Technology was just part of the challenge, she says. There was also the human side. Engineers in the acoustic piano division weren't used to working with their counterparts in the digital instruments division. It was up to her to bring them together. She held hundreds of meetings to champion the project and build consensus. Important negotiations also happened in the background, in what the Japanese call nemawashi, or laying the groundwork. To get it all done, Ohmura was at the office by 8:30 in the morning, sat in meetings for most of the day, and spent her evenings poring over market reports and customer surveys, usually leaving work after 10 p.m.

Her efforts paid off. “Our two divisions are very close now," says Roger Manners, a deputy general manager in the piano division. “She should be a politician," he quips.
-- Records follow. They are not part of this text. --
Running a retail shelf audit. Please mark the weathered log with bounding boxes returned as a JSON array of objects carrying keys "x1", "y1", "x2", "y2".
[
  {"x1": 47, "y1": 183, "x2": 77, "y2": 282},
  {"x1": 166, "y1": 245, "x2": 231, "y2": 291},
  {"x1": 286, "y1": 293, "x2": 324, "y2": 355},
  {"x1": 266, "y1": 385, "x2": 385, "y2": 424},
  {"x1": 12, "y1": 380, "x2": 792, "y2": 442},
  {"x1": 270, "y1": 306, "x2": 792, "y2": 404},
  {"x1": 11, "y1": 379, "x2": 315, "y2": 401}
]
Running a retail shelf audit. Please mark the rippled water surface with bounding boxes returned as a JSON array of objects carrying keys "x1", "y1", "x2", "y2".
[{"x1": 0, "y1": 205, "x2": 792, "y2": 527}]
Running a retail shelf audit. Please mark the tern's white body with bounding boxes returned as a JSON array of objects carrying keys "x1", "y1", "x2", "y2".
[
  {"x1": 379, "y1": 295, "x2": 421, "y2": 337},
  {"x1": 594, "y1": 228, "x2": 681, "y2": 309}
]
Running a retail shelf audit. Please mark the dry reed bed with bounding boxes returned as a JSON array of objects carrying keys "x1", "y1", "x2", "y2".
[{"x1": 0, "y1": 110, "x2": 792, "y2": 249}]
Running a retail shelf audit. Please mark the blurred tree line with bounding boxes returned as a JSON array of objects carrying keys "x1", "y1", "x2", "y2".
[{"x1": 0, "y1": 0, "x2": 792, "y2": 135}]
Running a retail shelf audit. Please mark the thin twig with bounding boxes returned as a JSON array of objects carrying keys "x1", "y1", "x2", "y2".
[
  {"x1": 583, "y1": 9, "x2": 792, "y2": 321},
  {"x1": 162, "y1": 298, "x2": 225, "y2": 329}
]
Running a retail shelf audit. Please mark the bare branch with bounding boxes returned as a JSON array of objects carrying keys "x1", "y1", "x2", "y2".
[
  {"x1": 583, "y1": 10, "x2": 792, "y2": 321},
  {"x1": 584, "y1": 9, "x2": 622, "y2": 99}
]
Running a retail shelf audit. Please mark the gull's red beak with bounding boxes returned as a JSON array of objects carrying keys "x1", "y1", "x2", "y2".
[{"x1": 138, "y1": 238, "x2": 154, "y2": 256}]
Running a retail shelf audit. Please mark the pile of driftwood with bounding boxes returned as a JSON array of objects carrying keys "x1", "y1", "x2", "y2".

And the AvantGrand, which hit showrooms last year, was an instant success. Whereas a 2.75-meter-long concert grand sells for over US $100 000, Yamaha's digital grand costs $20 000 and is just half the size. What's more, it never has to be tuned, and players can lower the volume or use headphones to avoid annoying the neighbors. Though concert pianists may not be ready to make the switch, Yamaha is awash in orders from conservatories and from piano enthusiasts with Tokyo-size apartments.

Ohmura is now working on a new keyboard project—“top secret," she says—and her routine is more frantic than ever. But she's not complaining. Quite the opposite. She enjoys the pace and the opportunities her job brings, she says, and she's always eager to meet the world-class pianists whom Yamaha invites to try out its new models. Jazz pianist Bob James liked the AvantGrand so much he used the piano in concerts throughout Japan last April. In the audience at his performance in Tsukuba sat a young Yamaha engineer, smiling to herself.